Lots of insurance news today, some of it a bit odd.
Business Week reports that lawmakers in Maine are considering removing annual and lifetime caps on health coverage.
The Huffington Post and numerous other news sites report that public health care spending is on track to exceed private insurance spending (on health care) next year.
Here in Washington, several news outlets reported on a cease and desist order issued by our office against an auto service contract company. Here's a link to one of the stories, this one in the Puget Sound Business Journal.
ABC News says that some fire departments are billing homeowners for the cost of putting out fires. Among the reported justifications: "Hey, don't worry, it's going to go to insurance."

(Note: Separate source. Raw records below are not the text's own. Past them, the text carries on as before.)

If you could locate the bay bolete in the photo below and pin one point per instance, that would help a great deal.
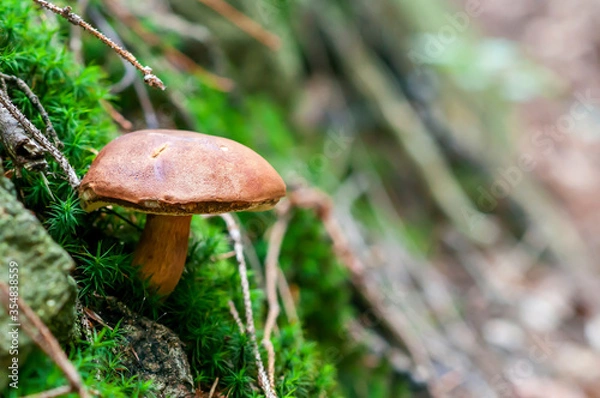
(170, 175)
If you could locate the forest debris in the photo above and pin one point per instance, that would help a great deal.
(243, 22)
(7, 111)
(234, 232)
(66, 12)
(41, 335)
(155, 352)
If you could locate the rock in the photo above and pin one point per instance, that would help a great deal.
(43, 275)
(155, 352)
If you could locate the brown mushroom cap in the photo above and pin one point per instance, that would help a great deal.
(174, 172)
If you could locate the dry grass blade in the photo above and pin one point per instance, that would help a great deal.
(236, 236)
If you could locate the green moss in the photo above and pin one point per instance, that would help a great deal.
(34, 49)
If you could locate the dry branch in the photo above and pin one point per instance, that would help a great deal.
(244, 23)
(41, 335)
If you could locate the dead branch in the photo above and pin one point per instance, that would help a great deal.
(24, 151)
(234, 232)
(66, 12)
(50, 132)
(41, 335)
(400, 328)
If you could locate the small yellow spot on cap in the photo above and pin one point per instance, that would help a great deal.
(159, 150)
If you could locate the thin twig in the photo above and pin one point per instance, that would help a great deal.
(50, 132)
(214, 387)
(399, 326)
(117, 117)
(24, 151)
(244, 23)
(34, 327)
(234, 232)
(287, 298)
(149, 78)
(55, 392)
(41, 139)
(271, 266)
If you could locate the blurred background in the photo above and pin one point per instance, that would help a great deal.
(445, 159)
(458, 144)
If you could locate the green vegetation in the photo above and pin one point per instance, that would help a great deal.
(33, 48)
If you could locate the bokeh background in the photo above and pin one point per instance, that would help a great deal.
(444, 159)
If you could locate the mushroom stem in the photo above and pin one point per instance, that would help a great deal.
(162, 250)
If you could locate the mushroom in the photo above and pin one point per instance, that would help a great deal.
(171, 175)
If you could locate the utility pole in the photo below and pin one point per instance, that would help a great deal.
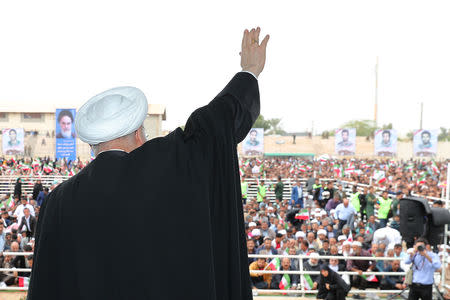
(421, 114)
(376, 94)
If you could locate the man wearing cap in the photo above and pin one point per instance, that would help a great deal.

The LA Times covers a controversial decision by Oklahoma State University to take out $10 million life insurance policies on 27 donors, naming the school as beneficiary. Name of program: the "Gift of a Lifetime."
The Wall Street Journal reports that Metlife shares dropped on worries over potential AIG aquisition, and that Hanover Insurance's profit was up 68 percent on investment gains.
Also in the Journal: A leading anti-insurance-fraud group says that "questionable" claims rose 14 percent last year.
Marketingprofs.com says that online searches for life insurance are up 15 percent.
Lastly, the Bizarre Insurance Story of the Day: police in Darwin, Australia have nabbed a man who allegedly bombed an insurance office. He's a 45-year-old man who apparently goes by the name "Bird."